Ennead Architects and Rockwell Group Unveil City Harvest Headquarters in Brooklyn

New York studios Ennead Architects and Rockwell Group have converted a 19th-century railroad warehouse into the headquarters of a charity organization in Brooklyn’s Sunset Park neighborhood.

Studios transformed a one-block train repair shop in Brooklyn into the headquarters and distribution center for the charity City Harvest, transforming it into a bright, open space by modernizing the original structure.

Ennead Architects worked with Rockwell Group to design a headquarters for City Harvest

Ennead Architects led the external and internal redesign while Rockwell Group designed an event space and test kitchen for the facility, called the Cohen Community Food Rescue Center.

The historic elements of the facade were kept largely intact by the redesign, with most interventions taking place in the long warehouse-like spaces of the interior.

City crop of architect Enned interior with steel staircase
The structure was a repair depot for a railroad

“For us, the most sustainable building is one that is already there, so our design approach was informed by the potential already existing in this building, which we revitalized and filled with daylight to create an open and welcoming environment. for all,” said Richard Olcott, Partner at Ennead Architects.

Inside, Ennead opened the 150,000-square-foot (13,935-meter) structure and discovered features such as clerestory windows that had been closed.

Desk for City Harvest with modern lights
Ennead Architects was responsible for the majority of office and distribution space

The two-story structure now houses open-plan workspaces alongside food collection and distribution areas, with offices on the top floor and distribution areas on the ground floor.

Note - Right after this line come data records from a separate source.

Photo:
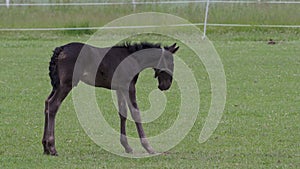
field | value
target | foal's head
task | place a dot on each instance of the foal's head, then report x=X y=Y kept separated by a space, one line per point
x=164 y=73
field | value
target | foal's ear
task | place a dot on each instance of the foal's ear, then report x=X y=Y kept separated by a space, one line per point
x=173 y=48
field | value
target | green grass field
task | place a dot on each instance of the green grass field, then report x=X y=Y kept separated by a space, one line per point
x=259 y=128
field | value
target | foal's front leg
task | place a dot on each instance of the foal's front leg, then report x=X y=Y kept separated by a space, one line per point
x=135 y=113
x=123 y=118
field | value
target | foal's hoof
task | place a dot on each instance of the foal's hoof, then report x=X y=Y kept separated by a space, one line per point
x=129 y=150
x=46 y=152
x=151 y=151
x=54 y=154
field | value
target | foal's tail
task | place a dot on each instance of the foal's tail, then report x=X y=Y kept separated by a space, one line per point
x=53 y=68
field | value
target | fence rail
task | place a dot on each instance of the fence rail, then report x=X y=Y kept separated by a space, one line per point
x=7 y=4
x=134 y=3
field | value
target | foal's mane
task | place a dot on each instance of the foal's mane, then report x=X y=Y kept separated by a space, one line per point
x=133 y=47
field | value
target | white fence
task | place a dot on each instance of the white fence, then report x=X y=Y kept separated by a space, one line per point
x=134 y=3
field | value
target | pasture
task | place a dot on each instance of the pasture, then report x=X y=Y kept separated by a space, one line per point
x=259 y=128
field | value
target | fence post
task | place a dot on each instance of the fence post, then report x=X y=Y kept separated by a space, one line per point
x=205 y=20
x=7 y=3
x=134 y=5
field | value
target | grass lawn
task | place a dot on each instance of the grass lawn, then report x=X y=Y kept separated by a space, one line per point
x=260 y=124
x=259 y=127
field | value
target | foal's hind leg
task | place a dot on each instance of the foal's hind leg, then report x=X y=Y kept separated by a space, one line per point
x=46 y=150
x=135 y=113
x=53 y=104
x=123 y=118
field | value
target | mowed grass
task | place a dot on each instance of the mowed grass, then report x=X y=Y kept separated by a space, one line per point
x=260 y=125
x=259 y=128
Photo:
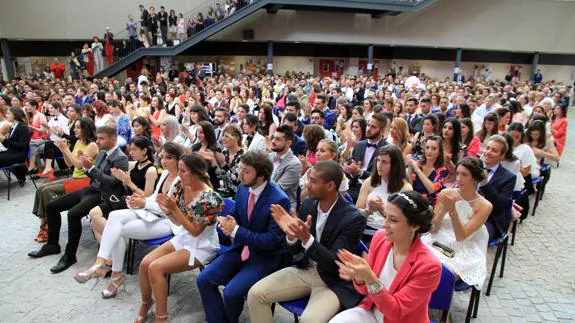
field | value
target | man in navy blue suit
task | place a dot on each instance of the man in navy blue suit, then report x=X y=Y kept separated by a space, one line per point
x=498 y=185
x=298 y=145
x=258 y=247
x=320 y=103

Throughout, Ennead Architects added steel screens and other partitions, and the studio also restored some of the tree-like wooden support columns throughout the space.

Large storage space for
Much of the timber frame of the original structure has been retained

In the entrance, a steel staircase has been installed to provide access to the upper level, where the office program includes workspaces, lounges and a large gathering space, with custom graphics on some of the walls.

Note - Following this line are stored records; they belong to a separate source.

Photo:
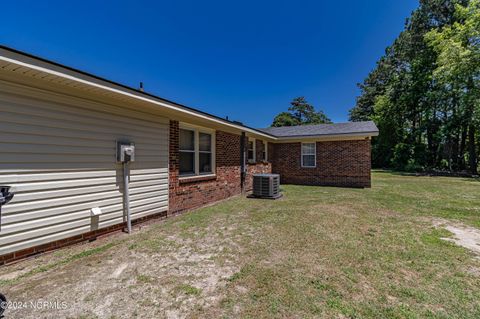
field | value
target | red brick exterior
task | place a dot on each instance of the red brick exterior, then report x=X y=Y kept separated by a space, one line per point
x=189 y=193
x=339 y=163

A number of energy-saving upgrades have also been added to the structure. These included hookups, radiant heating and cooling, and electric charging stations.

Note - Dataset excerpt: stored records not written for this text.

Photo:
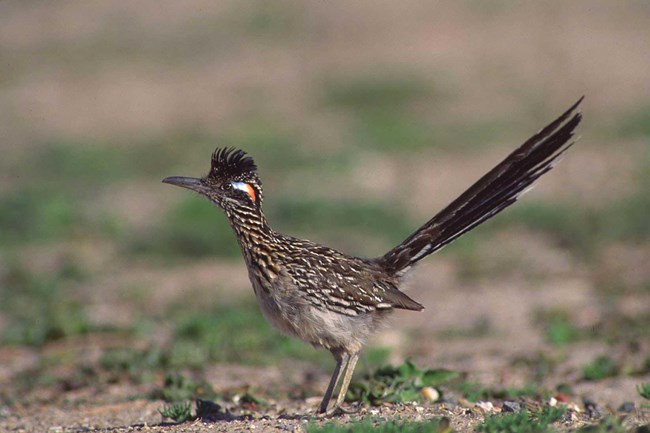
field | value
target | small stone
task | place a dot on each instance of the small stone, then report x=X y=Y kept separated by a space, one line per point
x=486 y=406
x=591 y=407
x=628 y=406
x=510 y=406
x=573 y=407
x=430 y=393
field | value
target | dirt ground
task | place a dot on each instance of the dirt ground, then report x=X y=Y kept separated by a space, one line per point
x=133 y=73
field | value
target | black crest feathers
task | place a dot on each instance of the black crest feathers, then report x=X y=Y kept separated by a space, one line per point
x=231 y=163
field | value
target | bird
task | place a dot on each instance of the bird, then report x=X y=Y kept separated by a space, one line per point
x=337 y=301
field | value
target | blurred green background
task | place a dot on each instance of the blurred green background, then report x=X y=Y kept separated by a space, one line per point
x=365 y=118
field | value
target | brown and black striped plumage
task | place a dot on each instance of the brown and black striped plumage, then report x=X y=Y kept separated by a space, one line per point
x=336 y=301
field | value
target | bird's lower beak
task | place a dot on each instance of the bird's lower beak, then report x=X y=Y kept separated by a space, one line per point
x=186 y=182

City Harvest Distribution Center
The structure serves as offices and a distribution center

Rockwell Group was responsible for designing a modern test kitchen where the organization can accommodate chefs and gatherings.

The kitchen has been designed so that visitors can watch food being prepared, and the warm space is made up of reclaimed barn wood, terracotta and steel features.

Test kitchen at City Harvest headquarters with shelving and arch
Rockwell Group created a wood-clad test kitchen

This area leads to restored archways that open to an event space with reclaimed oak flooring and what the studio called “immersive paneling.”

Rockwell Group also installed a roof terrace to complete the program. Here, an outdoor kitchen and lounge area has been furnished with items made from recycled milk jugs.

International architecture studio Ware Malcomb served as the official architect for the project and designed the building’s logistics spaces, including loading docks and food storage systems.

City Harvest is known for saving food waste and redistributing it to New Yorkers in need, and in one year distributes over 75 million pounds of food.

Event space with oak flooring
Rockwell Group has also designed an event space

“As emergency food needs continue to remain well above pre-pandemic levels, our new sustainable headquarters will help us meet the needs of our city – one day, one meal, one New Yorker. at a time,” said the CEO of City Harvest. Jilly Stephens.

Other projects that use older structures include the transformation of a Victorian warehouse into an office structure in London by Squire and Partners and the conversion of a 16th century clergy house in Spain into a holiday home by Atienza. Moor Architectos.

Photography by Albert Vecerka/Esto for Ennead Architects and Jason Varney for Rockwell Group.